9. Cultural and educational rights
 
  • India is a monolithic society and it has a vast diversity.  Our constitution believes that diversity is our strength.
  • [Article 29] Right of minorities to maintain their culture
  •  This minority status is not dependent only upon religion.
  • Linguistic and cultural minorities are also included in this provision.
  • Minorities are groups that have a common language or religion and are in a particular part or whole of the country.
  • They are outnumbered by some other social section. Such communities have a culture, language and script of their own, and have the right to conserve and develop.
  • [Article 30] All minorities, religious or linguistic can set up their educational institutions.
  • By doing so, they can preserve and develop their own culture.
  • The government will not, while granting aid to educational institutions, discriminate against any educational institutional institution on the basis that it is under the management of a minority community.
 
10. Right to Constitutional remedies
 
  • The Constitution contains a very impressive list of Fundamental Rights.
  • There has to be a way through which they could be realized in practice and defended against any attack on these rights.
  • Dr Ambedkar considered the right to constitutional remedies as the ‘heart and soul of the constitution.
  • It gives a citizen the right to approach a High Court or Supreme Court to get any of the fundamental rights restored in case of a violation.
  • The Supreme Court and the High Courts can issue orders and give directives to the government for the enforcement of rights.

Courts can issue various special orders known as Writs.

  • Habeas corpus: it means that the court orders that the arrested person should be presented before it. It can also order to set free an arrested person if the manner or grounds of an arrested person if the manner or grounds arrest are not lawful or satisfactory.
  • Mandamus: this writ is issued when the court finds that a particular officeholder is not doing legal duty and thereby is infringing on the right of an individual.
  • Prohibition: this writ is issued by a higher court (high court or Supreme Court) when the lower court has considered a case going beyond its jurisdiction.
  • Quo Warranto: if the court finds that a person is holding office but is not entitled to hold that office, it issues the writ of quo warranto and restricts that person from acting as an officeholder.
  • Certiotrari: the court orders a lower court or another authority to transfer a matter pending before it to the higher authority or court.

Apart from the judiciary, many other mechanisms have been created in the later years for the protection of rights. National Commission on Minorities, the National Commission on Women, the National Commission on Scheduled Castes etc., these institutions protect the rights of women, minorities or Dalits. Besides, the National Human Rights Commission was established by law to protect fundamental and other kinds of rights.

 

11. Human Rights Commission
 

In this view, poor, illiterate and deprived sections of society must be able to exercise their rights. Independent organizations like the People’s Union for Civil Liberties or the People’s Union for Democratic Rights have been working as watchdogs against the violations of rights. The National Human Rights Commission was established in 2000. 

Composition

  • A former chief justice of the Supreme Court of India,
  • A former chief justice of the Supreme Court,
  • A former chief justice of the High Court and
  • Two other members who have the knowledge and practical experience in matters relating to human rights

Functions

  • Inquiry at its initiative or on a petition presented to it by a victim into a complaint of a violation of human rights.
  • Visit jails to study the condition of the inmates,
  • Promoting and undertaking research in the field of human rights etc.

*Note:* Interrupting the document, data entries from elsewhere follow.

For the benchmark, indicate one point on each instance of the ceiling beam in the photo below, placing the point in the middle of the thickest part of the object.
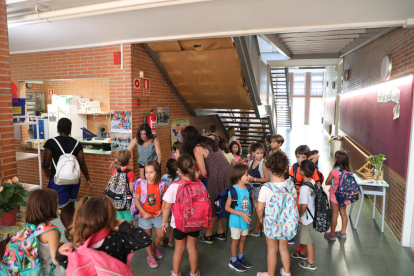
(274, 41)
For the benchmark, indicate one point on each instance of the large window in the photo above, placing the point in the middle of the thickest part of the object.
(299, 84)
(316, 84)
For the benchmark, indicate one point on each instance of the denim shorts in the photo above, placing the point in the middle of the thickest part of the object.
(149, 223)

Commission receives complaints related to custodial death, custodial rape, disappearances, police excesses, failure in taking action, indignity to women etc.

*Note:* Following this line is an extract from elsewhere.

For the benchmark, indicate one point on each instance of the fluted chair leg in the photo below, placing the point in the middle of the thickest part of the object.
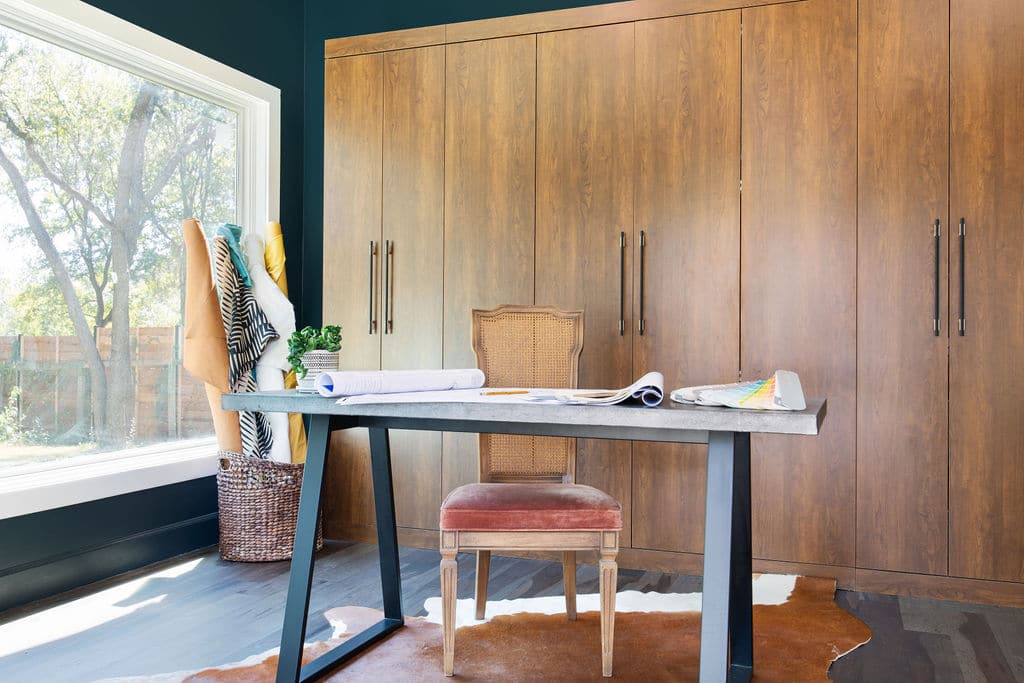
(482, 573)
(450, 579)
(568, 579)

Investigation and trial of Gujarat riot cases and disappeared youth in Punjab proved effective.

  • It does not have the power of prosecution.
  • It can merely make recommendations to the government or to the courts to initiate proceedings based on the inquiry that it conducts.
 
12. Directive principles of state policy
 
  • Some guidelines were incorporated in the Constitution but they were not made legally enforceable.
  • If a government did not implement a particular guideline, we cannot go to the court asking the court to instruct the government to implement that policy.
  • Thus these guidelines are non-justiciable i.e., parts of the Constitution that cannot be enforced by the judiciary.
  • The moral force behind these guidelines would ensure that the government would take them seriously.
  • The people would also hold the governments responsible for implementing these directives.
  • So, a separate list of policy guidelines is included in the constitution.

Directive Principles contain three things.

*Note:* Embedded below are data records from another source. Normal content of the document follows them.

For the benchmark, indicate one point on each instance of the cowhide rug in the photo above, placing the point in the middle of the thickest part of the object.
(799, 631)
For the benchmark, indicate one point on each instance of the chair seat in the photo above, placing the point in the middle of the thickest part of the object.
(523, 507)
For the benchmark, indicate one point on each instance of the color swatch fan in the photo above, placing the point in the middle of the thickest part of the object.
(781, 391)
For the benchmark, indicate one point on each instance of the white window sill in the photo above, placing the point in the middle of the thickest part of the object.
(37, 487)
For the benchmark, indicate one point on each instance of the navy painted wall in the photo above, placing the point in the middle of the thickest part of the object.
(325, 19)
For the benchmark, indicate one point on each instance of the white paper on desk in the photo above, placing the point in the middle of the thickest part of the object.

  1. The goals and objectives that we as a society should adopt,
  2. Certain rights that individuals should enjoy apart from the fundamental rights,
  3. Certain policies that the government should adopt.

The governments from time to time tried to give effect to some directive principles of state policy.

They passed several Zamindari abolition bills, nationalized banks, enacted numerous factory laws, cottage and small-scale industries, and fixed minimum wages and provisions for reservation for the uplift of the scheduled castes and scheduled tribes.

Such efforts to give effect to the Directive Principles include the right to education, the formation of Panchayati raj institutions all over the country, partial right to work under the employment guarantee programme and the mid-day meal scheme etc.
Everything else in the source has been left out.